Item 2.01 | Completion of Acquisition or Disposition of Assets. |
The information set forth under Item 1.01 of this Current Report on Form 8-K is incorporated by reference into this Item 2.01.
At the effective time of the Merger (the “Effective Time”), each Class A Unit of Oaktree (“Class A Unit”) (other than unvested Class A Units and units owned by Oaktree or Merger Sub), issued and outstanding immediately prior to the Effective Time, at the election (or deemed election) of the holder, was converted (subject to pro-rations as described below) into the right to receive either $49.00 in cash (the “Cash Consideration”) or 1.0770 Class A Limited Voting Shares of Brookfield (“Brookfield Class A Shares”), together with any dividends or distributions thereon payable in accordance with the Merger Agreement (the “Share Consideration” and together with the Cash Consideration, the “Merger Consideration”), without interest. Oaktree Class A unitholders’ and OCGH unitholders’ elections were made on a per unit basis and subject to pro-ration such that the total consideration paid by Brookfield was 50% cash and 50% Brookfield Class A Shares. At the effective time of the Subsequent Merger (the “Subsequent Effective Time”), each unit of equity interest in SellerCo (a “SellerCo Unit”), at the election (or deemed election) of the holder, was converted into the right to receive either Cash Consideration or Share Consideration. Based on the elections made (or deemed to have been made), the Share Consideration was oversubscribed and former holders of Class A Units and participating OCGH units who elected (or were deemed to have elected) to receive Share Consideration with respect to all or a portion of their units will instead receive approximately 0.6173 Limited Voting Shares of Brookfield and $20.92 in cash with respect to each such unit.
Prior to the Effective Time, the institutional limited partners of OCGH exchanged 100% of their OCGH Units for SellerCo Units on a one-for-one basis. Each other OCGH limited partner exchanged 20% of such limited partner’s OCGH Units for SellerCo Units on a one-for-one basis. As a result, immediately prior to the Effective Time, the holders of SellerCo Units consisted solely of those holders of former OCGH Units that were exchanged for SellerCo Units.

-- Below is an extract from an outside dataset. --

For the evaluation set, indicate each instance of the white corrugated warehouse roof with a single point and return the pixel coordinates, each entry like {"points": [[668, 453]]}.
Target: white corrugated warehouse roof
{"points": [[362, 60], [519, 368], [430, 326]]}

At the Effective Time, each unvested Class A Unit held by current, or in certain cases former, employees, officers and directors of Oaktree and its subsidiaries was converted into one unvested OCGH Unit (each, a “Converted Class A Unit”) and will thereafter be subject to the terms and conditions of the OCGH limited partnership agreement. The Converted Class A Units will (i) be subject to the same vesting terms that were applicable to such units prior to the Effective Time, (ii) be entitled to receive ongoing distributions in respect of earnings, but not capital distributions and (iii) upon vesting, receive the accumulated value of capital distributions that accrued while such units were unvested. No unvested Class A Units or Converted Class A Units vested in connection with the Mergers.

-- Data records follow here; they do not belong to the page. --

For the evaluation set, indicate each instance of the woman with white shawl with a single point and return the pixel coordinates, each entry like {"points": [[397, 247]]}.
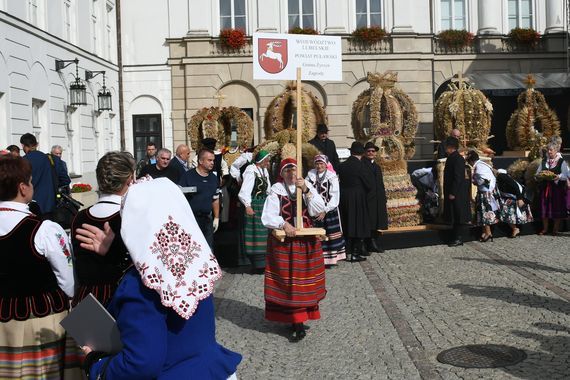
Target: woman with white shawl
{"points": [[486, 204]]}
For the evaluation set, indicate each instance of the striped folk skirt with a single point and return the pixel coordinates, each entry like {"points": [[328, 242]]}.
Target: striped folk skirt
{"points": [[37, 348], [255, 235], [294, 279], [333, 248], [485, 208]]}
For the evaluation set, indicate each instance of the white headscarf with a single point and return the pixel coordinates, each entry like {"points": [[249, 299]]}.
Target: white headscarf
{"points": [[167, 246]]}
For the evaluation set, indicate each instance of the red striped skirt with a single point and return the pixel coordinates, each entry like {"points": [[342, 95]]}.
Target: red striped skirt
{"points": [[294, 279]]}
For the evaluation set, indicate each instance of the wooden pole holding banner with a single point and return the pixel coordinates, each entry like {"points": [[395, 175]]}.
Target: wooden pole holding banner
{"points": [[299, 216]]}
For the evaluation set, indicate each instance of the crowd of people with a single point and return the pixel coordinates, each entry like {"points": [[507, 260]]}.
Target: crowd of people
{"points": [[156, 261]]}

Item 3.01 | Notice of Delisting or Failure to Satisfy a Continued Listing Rule or Standard; Transfer of Listing. |
The information set forth under Item 2.01 of this Current Report on Form 8-K is incorporated by reference into this Item 3.01.
On the Closing Date, Oaktree notified the New York Stock Exchange (“NYSE”) that the Merger had been completed and requested that the NYSE (i) suspend trading of the Class A Units on the NYSE, (ii) withdraw the Class A Units from listing on the NYSE prior to the open of trading on September 30, 2019, and (iii) file with the Securities and Exchange Commission (the “SEC”) a notification of removal from listing on Form 25 to delist the Class A Units from the NYSE and deregister the Class A Units under Section 12(b) of the Securities Exchange Act of 1934, as amended (the “Exchange Act”). As a result, the Class A Units will no longer be listed on the NYSE.
Oaktree intends to file a Form 15 with the SEC terminating the registration of the Class A Units under Section 12(g) of the Exchange Act. Neither Oaktree’s Series A Preferred Units nor Series B Preferred Units (both of which are listed on NYSE) will be affected by the Mergers, and Oaktree currently expects to continue to be subject to the reporting obligations under Section 15(d) of the Exchange Act in respect of such preferred units.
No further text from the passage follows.